Para a Receita Federal, os resultados oriundos da comercialização de créditos de reposição florestal devem ser classificados como ganhos ou perdas de capital, devendo ser computados na determinação do lucro real. A consequência dessa classificação como ativo intangível, segundo Moreira, é a inclusão das receitas obtidas na base de cálculo do IRPJ e da CSLL.
A resposta da Receita Federal à essa consulta, porém, afirma o tributarista, mostra contradição entre os interesses arrecadatórios e os objetivos de preservação ambiental do país. Para ele, a classificação como ativo intangível deverá maximizar a tributação e é um desincentivo, diante das alterações climáticas que o mundo vem sofrendo.
“No atual contexto de defesa de uma economia cada vez mais sustentável e verde, as boas práticas ambientais, como o reflorestamento e diminuição do desmatamento, devem ser incentivadas”, diz Moreira.

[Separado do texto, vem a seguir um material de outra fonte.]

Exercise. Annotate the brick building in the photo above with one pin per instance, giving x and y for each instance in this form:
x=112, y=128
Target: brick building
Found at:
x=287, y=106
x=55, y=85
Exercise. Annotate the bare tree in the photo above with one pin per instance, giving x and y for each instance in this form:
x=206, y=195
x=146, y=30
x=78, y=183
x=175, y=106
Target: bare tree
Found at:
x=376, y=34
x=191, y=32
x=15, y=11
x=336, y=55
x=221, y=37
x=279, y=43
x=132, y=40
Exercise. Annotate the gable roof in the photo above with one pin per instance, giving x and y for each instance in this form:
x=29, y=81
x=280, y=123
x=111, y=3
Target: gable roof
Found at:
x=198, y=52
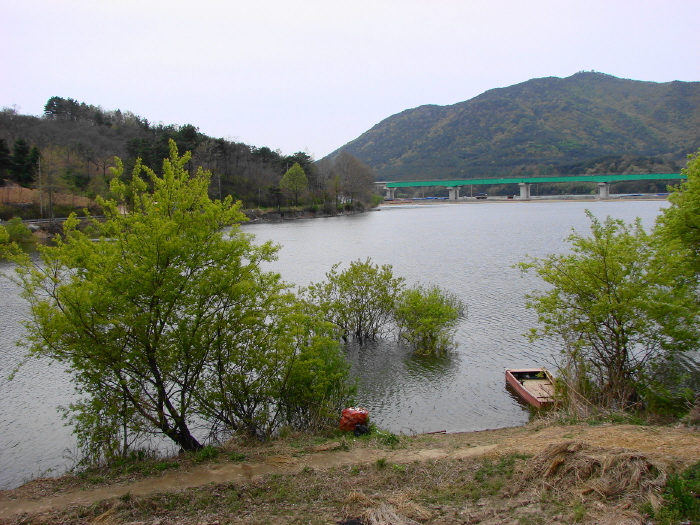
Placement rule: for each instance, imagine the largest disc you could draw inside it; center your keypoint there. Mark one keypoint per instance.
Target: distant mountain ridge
(542, 126)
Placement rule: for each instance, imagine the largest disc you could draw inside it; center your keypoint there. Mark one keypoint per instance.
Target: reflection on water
(468, 249)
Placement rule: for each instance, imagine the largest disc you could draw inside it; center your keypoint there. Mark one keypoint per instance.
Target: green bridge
(603, 182)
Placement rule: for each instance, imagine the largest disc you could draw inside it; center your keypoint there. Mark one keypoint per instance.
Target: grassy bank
(541, 473)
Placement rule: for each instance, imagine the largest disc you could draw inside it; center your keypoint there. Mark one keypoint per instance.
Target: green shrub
(17, 230)
(426, 318)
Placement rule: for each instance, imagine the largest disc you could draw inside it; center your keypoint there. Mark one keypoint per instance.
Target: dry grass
(579, 468)
(575, 474)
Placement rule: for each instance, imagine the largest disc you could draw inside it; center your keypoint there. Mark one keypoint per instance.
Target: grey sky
(314, 74)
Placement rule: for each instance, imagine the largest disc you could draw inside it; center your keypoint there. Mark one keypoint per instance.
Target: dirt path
(670, 444)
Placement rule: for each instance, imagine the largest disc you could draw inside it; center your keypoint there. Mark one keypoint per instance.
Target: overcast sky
(312, 75)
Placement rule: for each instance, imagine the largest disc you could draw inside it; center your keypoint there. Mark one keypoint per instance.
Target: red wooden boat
(534, 385)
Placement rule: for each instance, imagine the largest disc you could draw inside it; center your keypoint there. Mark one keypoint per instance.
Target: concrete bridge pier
(524, 190)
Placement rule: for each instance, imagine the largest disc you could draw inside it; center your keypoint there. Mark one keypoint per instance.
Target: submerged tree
(427, 317)
(169, 319)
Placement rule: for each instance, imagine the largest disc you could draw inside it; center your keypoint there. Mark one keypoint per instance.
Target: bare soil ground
(541, 473)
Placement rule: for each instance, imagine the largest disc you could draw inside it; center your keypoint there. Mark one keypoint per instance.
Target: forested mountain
(587, 123)
(70, 148)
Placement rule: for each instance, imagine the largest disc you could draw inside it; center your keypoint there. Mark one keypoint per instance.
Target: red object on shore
(351, 417)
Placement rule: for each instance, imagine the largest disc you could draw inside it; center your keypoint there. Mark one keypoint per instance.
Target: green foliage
(426, 318)
(24, 163)
(621, 305)
(168, 319)
(360, 300)
(679, 224)
(207, 453)
(295, 182)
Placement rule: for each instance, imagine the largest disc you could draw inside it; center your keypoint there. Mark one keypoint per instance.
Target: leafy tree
(25, 160)
(295, 182)
(680, 223)
(5, 158)
(620, 305)
(426, 318)
(275, 195)
(360, 300)
(17, 230)
(167, 311)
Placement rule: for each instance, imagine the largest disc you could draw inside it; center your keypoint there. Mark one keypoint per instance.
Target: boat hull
(534, 385)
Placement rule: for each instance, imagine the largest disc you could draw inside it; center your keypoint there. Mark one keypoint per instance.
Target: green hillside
(587, 122)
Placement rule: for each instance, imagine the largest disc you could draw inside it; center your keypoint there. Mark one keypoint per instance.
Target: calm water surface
(469, 249)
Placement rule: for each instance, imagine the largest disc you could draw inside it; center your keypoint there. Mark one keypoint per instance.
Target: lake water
(469, 249)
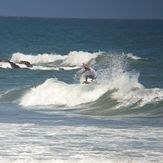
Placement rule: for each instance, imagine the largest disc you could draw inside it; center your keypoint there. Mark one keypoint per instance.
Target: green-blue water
(47, 115)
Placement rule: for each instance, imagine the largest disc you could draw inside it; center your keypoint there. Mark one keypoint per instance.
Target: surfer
(90, 73)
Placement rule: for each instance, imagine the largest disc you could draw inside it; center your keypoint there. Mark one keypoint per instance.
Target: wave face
(117, 90)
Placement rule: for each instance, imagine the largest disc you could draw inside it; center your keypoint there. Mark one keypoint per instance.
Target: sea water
(47, 115)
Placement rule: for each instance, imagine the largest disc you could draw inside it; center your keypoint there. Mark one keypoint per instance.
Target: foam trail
(131, 56)
(5, 65)
(54, 92)
(74, 58)
(35, 59)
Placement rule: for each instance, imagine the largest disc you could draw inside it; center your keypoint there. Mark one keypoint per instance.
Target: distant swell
(74, 58)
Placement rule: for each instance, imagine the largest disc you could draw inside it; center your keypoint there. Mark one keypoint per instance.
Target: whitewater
(48, 115)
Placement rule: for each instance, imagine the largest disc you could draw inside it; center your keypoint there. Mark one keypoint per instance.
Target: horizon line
(83, 18)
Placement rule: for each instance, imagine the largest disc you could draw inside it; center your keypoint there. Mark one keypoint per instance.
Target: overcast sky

O tributarista teme que esse desincentivo às ações “verdes” reduza as atividades de reflorestamento, principalmente pela tributação de até 34% (IRPJ/CSLL) sobre os ganhos decorrentes da venda dos respectivos créditos. “Nesse sentido, deve-se pensar se a questão arrecadação versus proteção ambiental realmente vale a pena e é capaz de produzir os resultados esperados e que estejam de acordo com as diretrizes estabelecidas pela Constituição Federal.”
Por outro lado, destaca Jean Paolo Simei e Silva, tributarista e sócio do Fonseca Brasil Advogados, há isenção de PIS e Cofins sobre as receitas provenientes das vendas dos créditos de reposição florestal, fundamentada na Lei das S.A. (nº 6.404, de 1976) e confirmada pela solução de consulta. O benefício, acrescenta, tem um impacto muito relevante, especialmente no contexto do regime não cumulativo das contribuições sociais, com alíquotas de 1,65% e 7,6%, respectivamente.
Dessa maneira, afirma o advogado, para empresas que comercializam créditos em grande volume, essa isenção pode resultar em uma redução substancial da carga tributária. “Proporciona alívio financeiro significativo para as empresas do setor florestal. Essa vantagem pode ajudar a compensar o impacto da tributação pelo IRPJ e CSLL, tornando a comercialização dos créditos mais atraente do ponto de vista financeiro”, diz Silva.
Além disso, acrescenta, a isenção de PIS e Cofins também incentiva as empresas a maximizarem a comercialização dos créditos de reposição florestal como parte de sua estratégia de compliance ambiental. Em um cenário onde as empresas são obrigadas a cumprir as exigências de reposição florestal, afirma, a possibilidade de comercializar créditos sem a incidência dessas contribuições permite que as companhias obtenham liquidez sem enfrentar uma tributação excessiva. “Isso pode ser especialmente relevante para empresas que precisam vender os créditos de reposição florestal para cobrir custos operacionais ou para equilibrar o fluxo de caixa.”
Para ele, “a comercialização e o gerenciamento adequado dos créditos de reposição florestal oferecem uma oportunidade para as empresas equilibrarem suas responsabilidades fiscais e ambientais, posicionando-se de forma mais competitiva no mercado e contribuindo ativamente para um futuro mais sustentável”.